Armel Le Cléac'h

L’Arkea Ultim Challenge au crible des experts, semaine 6

La sixième semaine de l’Arkea Ultim Challenge-Brest n’aura à nouveau pas épargné les cinq solitaires encore engagés, avec une escale technique néo-zélandaise pour Actual Ultim 3, et l’annonce, jeudi matin, d’un nouvel arrêt brésilien pour Armel Le Cléac’h. Pour décortiquer les derniers événements de ce marathon, Tip & Shaft a interrogé l’ancien directeur de course du Vendée Globe, Jacques Caraës, le spécialiste du multicoque et membre de la direction de course, Frédéric Le Peutrec, et le manager de l’équipe Adagio d’Eric Péron, Christophe Boutet

C’est un syndrome bien connu des tour-du-mondistes : la “vraie-fausse délivrance” du Horn. “Après le détroit de Le Maire, on a souvent l’impression que le boulot est fait, qu’ils sont à l’abri, que la maison n’est plus loin… mais on sous-estime toujours le dernier tronçon, souligne l’expérimenté Jacques Caraës. Car une fois ce cap franchi, “il reste 7 000 milles devant l’étrave, plus que n’importe quelle transatlantique, avec des changements de température brutaux super traumatisants pour le corps”, rappelle Frédéric Le Peutrec, qui voit cette sixième semaine de course comme celle de “la vacherie”.

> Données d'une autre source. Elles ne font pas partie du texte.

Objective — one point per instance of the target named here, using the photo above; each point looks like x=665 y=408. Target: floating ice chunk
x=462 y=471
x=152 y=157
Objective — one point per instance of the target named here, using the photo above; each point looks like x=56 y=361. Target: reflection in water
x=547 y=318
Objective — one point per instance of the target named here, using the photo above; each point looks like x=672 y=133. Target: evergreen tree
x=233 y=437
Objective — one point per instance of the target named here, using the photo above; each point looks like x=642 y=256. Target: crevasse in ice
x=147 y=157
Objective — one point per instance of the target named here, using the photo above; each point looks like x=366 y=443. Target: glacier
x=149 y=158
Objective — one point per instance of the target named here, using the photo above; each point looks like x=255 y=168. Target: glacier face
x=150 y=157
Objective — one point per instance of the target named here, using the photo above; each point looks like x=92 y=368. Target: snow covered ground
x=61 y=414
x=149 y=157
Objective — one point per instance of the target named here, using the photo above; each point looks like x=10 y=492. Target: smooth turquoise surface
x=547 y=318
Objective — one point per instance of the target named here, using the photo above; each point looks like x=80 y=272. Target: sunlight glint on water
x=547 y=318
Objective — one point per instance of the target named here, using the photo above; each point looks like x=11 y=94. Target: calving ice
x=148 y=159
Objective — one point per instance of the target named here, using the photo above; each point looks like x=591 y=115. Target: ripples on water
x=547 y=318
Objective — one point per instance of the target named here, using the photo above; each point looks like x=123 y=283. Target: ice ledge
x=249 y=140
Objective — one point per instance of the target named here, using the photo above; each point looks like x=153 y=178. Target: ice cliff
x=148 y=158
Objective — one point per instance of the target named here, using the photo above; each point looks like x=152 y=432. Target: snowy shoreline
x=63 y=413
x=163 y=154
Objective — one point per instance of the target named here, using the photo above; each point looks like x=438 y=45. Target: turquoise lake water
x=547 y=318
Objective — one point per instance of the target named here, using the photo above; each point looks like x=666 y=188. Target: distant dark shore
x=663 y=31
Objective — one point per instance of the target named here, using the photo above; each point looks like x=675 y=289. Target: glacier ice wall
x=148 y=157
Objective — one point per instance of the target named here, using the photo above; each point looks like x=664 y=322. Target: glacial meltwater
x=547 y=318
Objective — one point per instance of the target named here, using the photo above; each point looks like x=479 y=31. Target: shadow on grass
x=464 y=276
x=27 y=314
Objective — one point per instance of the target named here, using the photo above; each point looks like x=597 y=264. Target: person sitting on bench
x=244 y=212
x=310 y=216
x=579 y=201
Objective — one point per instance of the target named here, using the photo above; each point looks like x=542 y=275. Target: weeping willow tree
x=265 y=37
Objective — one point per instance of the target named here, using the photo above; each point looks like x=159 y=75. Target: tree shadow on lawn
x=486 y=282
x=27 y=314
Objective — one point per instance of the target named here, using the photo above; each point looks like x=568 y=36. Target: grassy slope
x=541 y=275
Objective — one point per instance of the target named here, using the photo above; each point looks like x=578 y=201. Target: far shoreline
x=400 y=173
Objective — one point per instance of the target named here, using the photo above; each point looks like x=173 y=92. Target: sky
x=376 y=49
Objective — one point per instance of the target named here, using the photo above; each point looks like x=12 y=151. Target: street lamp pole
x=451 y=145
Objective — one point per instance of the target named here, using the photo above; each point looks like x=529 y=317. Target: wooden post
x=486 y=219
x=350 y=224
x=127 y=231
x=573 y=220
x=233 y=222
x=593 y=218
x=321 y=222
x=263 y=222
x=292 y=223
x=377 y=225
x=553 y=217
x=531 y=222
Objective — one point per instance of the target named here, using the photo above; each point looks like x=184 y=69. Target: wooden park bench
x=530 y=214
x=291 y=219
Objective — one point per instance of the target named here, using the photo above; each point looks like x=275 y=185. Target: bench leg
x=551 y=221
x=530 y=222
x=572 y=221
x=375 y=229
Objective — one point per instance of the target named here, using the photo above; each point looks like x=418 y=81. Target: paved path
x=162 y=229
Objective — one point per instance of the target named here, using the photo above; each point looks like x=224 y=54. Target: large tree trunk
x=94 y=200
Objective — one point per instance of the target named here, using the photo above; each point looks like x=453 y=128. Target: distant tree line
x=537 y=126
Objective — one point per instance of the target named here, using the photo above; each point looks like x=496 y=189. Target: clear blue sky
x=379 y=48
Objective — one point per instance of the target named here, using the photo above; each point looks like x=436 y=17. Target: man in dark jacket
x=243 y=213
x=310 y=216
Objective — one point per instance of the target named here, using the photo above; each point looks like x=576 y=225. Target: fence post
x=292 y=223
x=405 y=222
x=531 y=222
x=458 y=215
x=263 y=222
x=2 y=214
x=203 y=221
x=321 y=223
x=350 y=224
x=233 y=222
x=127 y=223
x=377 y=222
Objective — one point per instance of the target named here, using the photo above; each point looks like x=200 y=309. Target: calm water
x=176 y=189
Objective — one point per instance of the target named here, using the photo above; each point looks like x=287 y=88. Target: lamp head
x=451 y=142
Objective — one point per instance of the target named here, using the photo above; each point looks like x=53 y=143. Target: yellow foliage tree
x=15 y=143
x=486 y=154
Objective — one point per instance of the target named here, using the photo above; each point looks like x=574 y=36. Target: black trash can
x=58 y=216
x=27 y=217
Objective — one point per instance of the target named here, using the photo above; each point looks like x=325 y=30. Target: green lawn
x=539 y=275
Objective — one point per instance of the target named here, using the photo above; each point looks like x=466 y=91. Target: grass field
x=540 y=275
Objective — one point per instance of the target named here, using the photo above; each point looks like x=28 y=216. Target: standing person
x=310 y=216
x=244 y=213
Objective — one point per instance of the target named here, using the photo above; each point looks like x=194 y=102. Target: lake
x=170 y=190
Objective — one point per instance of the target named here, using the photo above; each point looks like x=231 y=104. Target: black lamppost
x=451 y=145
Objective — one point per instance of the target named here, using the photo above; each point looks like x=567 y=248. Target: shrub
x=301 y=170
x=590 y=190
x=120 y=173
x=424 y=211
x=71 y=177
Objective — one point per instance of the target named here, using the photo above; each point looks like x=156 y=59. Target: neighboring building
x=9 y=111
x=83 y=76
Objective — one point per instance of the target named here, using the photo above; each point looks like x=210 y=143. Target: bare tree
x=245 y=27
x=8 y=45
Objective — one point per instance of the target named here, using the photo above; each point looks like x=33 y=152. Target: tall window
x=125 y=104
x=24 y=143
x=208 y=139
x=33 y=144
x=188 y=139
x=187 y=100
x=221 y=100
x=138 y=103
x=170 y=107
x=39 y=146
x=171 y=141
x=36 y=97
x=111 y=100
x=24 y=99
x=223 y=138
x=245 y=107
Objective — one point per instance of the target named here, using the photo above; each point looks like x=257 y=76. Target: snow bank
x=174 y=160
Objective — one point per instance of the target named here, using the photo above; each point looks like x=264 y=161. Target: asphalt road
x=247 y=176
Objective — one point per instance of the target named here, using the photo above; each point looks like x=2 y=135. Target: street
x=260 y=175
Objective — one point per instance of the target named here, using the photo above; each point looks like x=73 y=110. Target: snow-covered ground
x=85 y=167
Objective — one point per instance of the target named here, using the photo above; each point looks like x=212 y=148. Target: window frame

De fait, les trois premiers de la flotte ont montré tour à tour les signes de ce yoyo psychologique avec des contrecoups bien violents, selon Christophe Boutet. A commencer par Charles Caudrelier, qui malgré sa large avance en tête de flotte et son franchissement de l’équateur vendredi, “est apparu physiquement très marqué, blessé même dans le choc avec une pâle d’éolienne. “Psychologiquement, c’est un moment hyper éprouvant. Il est attiré par ce désir de victoire qui lui tend les bras, mais la fatigue physique l’égratigne chaque jour un peu plus, et surtout nerveusement, il doit vivre dans la peur constante du choc, et que tout ce qu’il a bâti s’écroule en une seconde”, devine Jacques Caraës.

 

Vivre “sur un siège éjectable permanent”

 

Une situation d’autant plus exacerbée que “depuis le Horn, toutes les fenêtres météo se sont refermées devant lui”, note Christophe Boutet, obligeant le Maxi Edmond de Rotschild à de laborieuses manœuvres. “Dans le Sud, c’est dur, mais tu accompagnes les systèmes météo, le schéma est assez simple. Dans la remontée, tu dois les traverser, avec des changements de rythme hyper sollicitant, un clapot difficile, des transitions terribles”, liste Frédéric Le Peutrec, qui rappelle que tous “vivent sur un siège éjectable permanent”. 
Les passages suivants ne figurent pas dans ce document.